Hillsboro resident Pete Richert will only be kept off the golf course by snow. Cold weather, enough to stop the average golf enthusiast, is not enough to stop Richert from playing the sport he loves.

“I think he’s crazy,” Krista Richert, Pete’s wife, said. “He just went last week.”

The Hillsboro High School graduate is poised to receive a bachelor’s degree in physical education from Tabor College in May. He wants to use the degree to become a golf professional, but would also consider coaching cross-country, track and field, or basketball for a high school.

Richert currently golfs with a 12 handicap, but the sport is complicated by the fact that Richert only has one leg and wears a prosthetic leg when he golfs.

“I’m not able to transition weight as easily or smoothly,” he said. “My center of gravity has to be at the front of my stance. It makes it difficult to get consistent shots going.”
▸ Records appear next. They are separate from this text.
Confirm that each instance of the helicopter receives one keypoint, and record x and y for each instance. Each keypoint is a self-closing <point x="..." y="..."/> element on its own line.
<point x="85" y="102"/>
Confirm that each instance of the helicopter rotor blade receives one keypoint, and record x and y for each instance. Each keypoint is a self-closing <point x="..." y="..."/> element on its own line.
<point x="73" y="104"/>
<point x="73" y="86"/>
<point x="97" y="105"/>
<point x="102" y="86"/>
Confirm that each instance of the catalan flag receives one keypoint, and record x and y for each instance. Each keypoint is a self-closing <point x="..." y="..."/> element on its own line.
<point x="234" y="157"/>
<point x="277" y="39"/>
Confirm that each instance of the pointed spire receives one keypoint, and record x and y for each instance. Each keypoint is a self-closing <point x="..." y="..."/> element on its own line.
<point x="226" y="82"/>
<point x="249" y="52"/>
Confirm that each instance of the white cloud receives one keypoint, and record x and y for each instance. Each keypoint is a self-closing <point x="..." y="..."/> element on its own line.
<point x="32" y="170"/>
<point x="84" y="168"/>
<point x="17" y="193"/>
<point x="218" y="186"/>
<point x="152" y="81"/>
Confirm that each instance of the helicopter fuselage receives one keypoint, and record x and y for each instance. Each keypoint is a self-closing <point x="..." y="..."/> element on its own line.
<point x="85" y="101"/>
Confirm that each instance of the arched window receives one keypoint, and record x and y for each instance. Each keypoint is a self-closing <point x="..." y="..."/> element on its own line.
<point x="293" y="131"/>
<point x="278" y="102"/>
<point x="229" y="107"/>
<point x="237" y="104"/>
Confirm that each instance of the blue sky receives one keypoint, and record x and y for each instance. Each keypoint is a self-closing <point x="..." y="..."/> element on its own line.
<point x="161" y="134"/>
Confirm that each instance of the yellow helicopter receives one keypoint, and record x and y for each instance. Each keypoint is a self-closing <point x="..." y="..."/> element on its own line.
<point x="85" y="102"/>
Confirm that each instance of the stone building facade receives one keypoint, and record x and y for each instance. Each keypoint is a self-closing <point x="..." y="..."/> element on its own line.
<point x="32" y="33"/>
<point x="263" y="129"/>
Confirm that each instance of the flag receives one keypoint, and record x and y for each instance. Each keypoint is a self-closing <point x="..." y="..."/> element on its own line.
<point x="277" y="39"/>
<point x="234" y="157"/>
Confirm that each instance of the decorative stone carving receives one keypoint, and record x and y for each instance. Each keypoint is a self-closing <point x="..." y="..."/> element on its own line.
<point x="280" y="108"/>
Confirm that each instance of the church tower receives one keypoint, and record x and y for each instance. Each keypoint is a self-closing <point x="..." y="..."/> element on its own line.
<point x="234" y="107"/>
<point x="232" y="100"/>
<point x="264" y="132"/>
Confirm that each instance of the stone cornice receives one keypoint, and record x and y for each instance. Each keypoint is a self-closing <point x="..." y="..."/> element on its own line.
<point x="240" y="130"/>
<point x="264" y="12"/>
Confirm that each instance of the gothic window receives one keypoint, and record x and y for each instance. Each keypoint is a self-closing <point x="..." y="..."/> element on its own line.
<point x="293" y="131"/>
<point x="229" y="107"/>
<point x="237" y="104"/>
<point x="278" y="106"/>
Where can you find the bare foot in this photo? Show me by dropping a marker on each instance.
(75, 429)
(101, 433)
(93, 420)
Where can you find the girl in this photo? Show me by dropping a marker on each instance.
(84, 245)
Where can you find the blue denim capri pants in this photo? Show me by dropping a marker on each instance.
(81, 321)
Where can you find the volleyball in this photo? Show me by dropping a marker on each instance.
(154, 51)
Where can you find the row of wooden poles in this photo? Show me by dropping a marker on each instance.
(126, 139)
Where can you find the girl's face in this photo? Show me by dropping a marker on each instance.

Richert’s right leg was amputated just above the knee after shrapnel from a roadside bomb wounded him in 2006 while he was serving with the Kansas National Guard in Iraq. He received his first set of modified golf clubs from the organization, Hope for the Warriors. The lengths of the clubs and the angles of the club faces on the irons are different to accommodate Richert’s leg.

The main problem for Richert on the golf course is a buildup of fatigue from walking a course. He said that his handicap is raised because his shot becomes skewed later in his round.

“I have to work twice as hard to walk, if not three times as hard,” Richert said. “When I play a nice course, I use a cart. I only shot 6-over the last time I rode in a cart.”

But, Richert is a golf purist and prefers to walk the course. He wouldn’t accept an invitation to play with the Professional Golfers Association if he had to ride in a cart.

“Everything slows down and you can get in a rhythm when you walk a course,” he said.

Don’t feel bad for Richert. He said that he regularly drives the ball 280 to 300 yards when he is healthy. He struggles with his long irons — the 2-, 3-, 4-, and 5- irons — but is getting better as he continues to golf.

Richert has golfed several times with Hope for the Warriors, including trips to Humble, Texas, to golf at Redstone Golf Club where the PGA holds the Shell Houston Open every year and Robert Trent Jones course in Alabama. Richert and his family are looking forward to more trips to courses with Hope for the Warriors this summer.

Richert said that he would be willing to work at any level of golf course: from smaller courses where he would have more of a role as a teacher, to courses like Redstone where he would be more of a course representative for the PGA and golf in professional and amateur competitions. He realizes that more education may be required for different courses and is willing to do whatever it takes to become a professional.